A custom CNN to find out if a picture is a chihuahua or a muffin.
My project, Chihuahua or Muffin, was a fun yet challenging attempt at training a neural network to tell the difference between pictures of small dogs (chihuahuas) and muffins, which can surprisingly look very similar. I started by getting about 5,000 images from Kaggle using their API and organized these into structured folders after downloading and unzipping them. I resized each image to 224×224 pixels and converted them into tensors. Then, I divided the data into three groups: 80% for training, 20% for validation, and a separate set for final testing.
First, I tried building a basic two-layer convolutional neural network (CNN). This model used Xavier initialization, ReLU activations, and max-pooling layers. Even though it had around 215,000 parameters, it quickly achieved between 75% and 85% accuracy on the validation set after just 10 epochs. This showed me that even a simple model could recognize differences pretty well. Motivated by this, I decided to design a deeper four-layer CNN thinking it would capture more detailed features. Surprisingly, this deeper model only performed about as well as random guessing (around 50% accuracy). I learned from this that making a model more complex without careful regularization doesn't always help—it can actually make things worse.
So, I went back to basics and developed three different CNN architectures:
Two-layer CNN (around 214,000 parameters) – quick to train and simple, achieving about 85% accuracy on the test set.
Three-layer CNN (around 133,000 parameters) – added one more convolutional block, trained for 20 epochs, and reached my highest accuracy of 87.25%. The training and validation graphs clearly showed steady improvement and good generalization.
CNN with Batch Normalization and Dropout – even though I carefully adjusted these techniques, this model stayed stuck around 55% accuracy, indicating that too much regularization can hinder learning.

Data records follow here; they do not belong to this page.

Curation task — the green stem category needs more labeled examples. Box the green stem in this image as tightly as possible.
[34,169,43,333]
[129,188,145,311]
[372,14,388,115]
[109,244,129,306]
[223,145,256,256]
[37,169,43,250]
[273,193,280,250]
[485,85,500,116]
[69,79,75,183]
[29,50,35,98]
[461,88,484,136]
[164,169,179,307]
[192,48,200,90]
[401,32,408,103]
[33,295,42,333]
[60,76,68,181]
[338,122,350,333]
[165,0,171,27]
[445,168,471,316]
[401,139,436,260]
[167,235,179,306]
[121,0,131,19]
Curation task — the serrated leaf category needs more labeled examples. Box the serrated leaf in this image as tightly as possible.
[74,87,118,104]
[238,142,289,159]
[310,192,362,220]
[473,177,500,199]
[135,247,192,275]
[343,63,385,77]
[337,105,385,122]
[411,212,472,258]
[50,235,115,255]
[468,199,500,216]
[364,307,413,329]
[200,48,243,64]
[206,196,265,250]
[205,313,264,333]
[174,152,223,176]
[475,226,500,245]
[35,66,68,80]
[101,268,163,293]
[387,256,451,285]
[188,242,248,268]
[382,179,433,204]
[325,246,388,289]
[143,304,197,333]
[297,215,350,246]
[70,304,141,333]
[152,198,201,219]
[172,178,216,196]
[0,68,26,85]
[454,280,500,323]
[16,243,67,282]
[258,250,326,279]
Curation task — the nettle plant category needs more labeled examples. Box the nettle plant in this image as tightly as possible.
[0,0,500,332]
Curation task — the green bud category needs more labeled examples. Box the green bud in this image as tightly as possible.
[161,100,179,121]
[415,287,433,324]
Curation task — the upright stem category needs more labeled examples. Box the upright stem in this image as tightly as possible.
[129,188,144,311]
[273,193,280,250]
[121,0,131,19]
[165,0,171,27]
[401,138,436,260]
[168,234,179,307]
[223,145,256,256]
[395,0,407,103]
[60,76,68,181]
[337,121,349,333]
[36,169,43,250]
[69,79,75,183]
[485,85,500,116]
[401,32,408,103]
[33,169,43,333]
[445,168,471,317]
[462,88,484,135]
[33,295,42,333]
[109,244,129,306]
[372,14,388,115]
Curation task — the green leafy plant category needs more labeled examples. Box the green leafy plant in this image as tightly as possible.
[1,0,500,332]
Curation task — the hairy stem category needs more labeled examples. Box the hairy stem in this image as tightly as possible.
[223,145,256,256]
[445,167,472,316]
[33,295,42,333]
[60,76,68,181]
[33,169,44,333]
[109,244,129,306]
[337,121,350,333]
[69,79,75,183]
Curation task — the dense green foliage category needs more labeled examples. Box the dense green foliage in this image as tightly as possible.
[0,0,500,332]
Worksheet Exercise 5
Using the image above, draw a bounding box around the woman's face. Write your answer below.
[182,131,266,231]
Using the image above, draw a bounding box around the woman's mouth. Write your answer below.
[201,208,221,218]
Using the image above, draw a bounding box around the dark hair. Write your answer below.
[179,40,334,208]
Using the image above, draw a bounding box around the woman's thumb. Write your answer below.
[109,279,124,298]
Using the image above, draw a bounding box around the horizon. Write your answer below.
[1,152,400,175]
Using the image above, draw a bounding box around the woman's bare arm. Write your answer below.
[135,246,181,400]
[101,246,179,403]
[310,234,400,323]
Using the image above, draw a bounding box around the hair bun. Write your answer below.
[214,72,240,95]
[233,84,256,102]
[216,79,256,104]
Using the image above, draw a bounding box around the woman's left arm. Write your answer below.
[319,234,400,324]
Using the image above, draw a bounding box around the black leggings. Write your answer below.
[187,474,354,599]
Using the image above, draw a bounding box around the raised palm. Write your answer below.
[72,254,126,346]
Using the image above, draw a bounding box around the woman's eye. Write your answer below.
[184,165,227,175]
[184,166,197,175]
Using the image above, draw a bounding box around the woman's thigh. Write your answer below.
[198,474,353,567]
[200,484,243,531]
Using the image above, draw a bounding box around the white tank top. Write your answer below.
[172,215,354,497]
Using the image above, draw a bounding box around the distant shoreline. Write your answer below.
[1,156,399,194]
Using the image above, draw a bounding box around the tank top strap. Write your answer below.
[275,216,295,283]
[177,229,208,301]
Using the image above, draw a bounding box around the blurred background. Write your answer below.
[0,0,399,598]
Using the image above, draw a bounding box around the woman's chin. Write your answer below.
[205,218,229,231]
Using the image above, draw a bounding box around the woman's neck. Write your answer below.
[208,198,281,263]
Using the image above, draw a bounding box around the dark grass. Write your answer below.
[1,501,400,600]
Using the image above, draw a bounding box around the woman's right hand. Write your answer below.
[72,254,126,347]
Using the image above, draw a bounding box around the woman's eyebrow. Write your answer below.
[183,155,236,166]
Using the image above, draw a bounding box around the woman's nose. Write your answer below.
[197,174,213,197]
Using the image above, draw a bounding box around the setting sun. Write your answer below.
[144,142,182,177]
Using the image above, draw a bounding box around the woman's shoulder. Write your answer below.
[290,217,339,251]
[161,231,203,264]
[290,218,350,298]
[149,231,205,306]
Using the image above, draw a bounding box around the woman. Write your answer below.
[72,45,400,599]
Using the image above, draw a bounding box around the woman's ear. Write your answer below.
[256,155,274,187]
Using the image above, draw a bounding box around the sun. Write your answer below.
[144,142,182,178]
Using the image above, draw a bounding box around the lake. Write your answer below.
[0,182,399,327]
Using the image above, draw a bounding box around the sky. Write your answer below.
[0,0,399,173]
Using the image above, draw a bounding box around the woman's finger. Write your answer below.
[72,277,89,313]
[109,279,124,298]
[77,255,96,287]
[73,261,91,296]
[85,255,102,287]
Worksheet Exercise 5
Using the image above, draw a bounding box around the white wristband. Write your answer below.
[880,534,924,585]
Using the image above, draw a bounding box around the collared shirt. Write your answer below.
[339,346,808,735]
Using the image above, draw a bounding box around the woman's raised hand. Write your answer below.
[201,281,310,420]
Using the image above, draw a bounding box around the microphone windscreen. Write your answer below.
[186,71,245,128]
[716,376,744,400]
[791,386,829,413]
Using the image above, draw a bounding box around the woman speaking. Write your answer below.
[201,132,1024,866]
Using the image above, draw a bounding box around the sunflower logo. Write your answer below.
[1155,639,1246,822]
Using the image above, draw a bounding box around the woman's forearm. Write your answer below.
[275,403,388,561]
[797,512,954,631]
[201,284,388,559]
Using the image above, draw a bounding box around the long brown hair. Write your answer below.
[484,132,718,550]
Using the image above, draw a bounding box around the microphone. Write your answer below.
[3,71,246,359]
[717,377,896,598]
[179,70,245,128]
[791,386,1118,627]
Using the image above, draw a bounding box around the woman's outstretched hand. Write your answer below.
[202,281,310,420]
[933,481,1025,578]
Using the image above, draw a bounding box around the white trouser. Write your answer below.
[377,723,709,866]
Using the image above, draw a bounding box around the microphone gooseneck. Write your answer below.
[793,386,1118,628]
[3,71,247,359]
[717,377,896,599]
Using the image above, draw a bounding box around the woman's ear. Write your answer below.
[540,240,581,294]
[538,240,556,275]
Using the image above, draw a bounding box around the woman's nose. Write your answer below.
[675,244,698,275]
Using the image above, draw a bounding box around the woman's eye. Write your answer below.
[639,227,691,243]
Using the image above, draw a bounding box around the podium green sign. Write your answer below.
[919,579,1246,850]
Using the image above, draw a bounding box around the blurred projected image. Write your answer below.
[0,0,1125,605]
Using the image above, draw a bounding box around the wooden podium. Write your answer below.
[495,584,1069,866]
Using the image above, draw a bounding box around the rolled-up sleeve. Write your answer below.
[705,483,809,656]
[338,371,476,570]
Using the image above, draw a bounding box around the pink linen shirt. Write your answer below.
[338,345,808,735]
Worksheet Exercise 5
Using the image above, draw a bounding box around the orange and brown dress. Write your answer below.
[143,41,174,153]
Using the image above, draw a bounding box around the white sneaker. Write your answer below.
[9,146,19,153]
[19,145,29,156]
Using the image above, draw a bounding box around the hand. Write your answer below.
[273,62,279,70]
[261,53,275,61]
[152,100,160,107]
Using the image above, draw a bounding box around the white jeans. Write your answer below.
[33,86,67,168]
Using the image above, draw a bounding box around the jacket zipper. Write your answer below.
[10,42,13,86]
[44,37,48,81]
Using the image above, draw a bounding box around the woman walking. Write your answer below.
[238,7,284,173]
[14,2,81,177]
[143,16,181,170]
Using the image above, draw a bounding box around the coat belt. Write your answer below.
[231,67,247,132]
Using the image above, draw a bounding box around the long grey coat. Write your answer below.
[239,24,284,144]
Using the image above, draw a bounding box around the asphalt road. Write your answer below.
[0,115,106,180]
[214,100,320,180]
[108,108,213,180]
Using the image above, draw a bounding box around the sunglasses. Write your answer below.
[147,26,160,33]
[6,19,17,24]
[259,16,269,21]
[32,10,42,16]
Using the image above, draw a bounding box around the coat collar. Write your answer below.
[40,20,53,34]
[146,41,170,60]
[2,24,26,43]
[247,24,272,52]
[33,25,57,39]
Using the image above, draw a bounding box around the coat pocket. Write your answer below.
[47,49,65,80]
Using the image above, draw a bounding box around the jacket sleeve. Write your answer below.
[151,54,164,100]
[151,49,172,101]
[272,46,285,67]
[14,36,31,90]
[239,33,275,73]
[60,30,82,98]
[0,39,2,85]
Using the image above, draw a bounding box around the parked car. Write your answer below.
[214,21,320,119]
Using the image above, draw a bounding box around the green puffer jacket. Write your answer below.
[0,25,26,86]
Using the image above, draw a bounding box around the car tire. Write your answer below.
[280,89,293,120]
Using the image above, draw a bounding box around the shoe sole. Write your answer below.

In the final evaluation, my best-performing three-layer CNN achieved 87.25% accuracy on the test set. I created a confusion matrix to understand where the model was making mistakes. Most errors came from unusual images, like drawings or heavily distorted photos, or from issues caused by aggressive resizing. Without these problematic images, I think my model's accuracy would probably be over 90%.
Conclusion:
During this project, I learned that the deepest or most complicated models aren't always the best choice. Starting simple, carefully analyzing performance, and slowly adding complexity turned out to be the most effective strategy. My final three-layer CNN successfully balanced complexity and generalization, especially important when dealing with visually similar objects. In the future, I could explore using transfer learning with models like Faster R-CNN, expanding my dataset with more challenging examples, or improving preprocessing to handle different image backgrounds and contexts better. Overall, I gained valuable hands-on experience in data processing, initializing model weights, building CNNs with PyTorch, and thoroughly evaluating my results.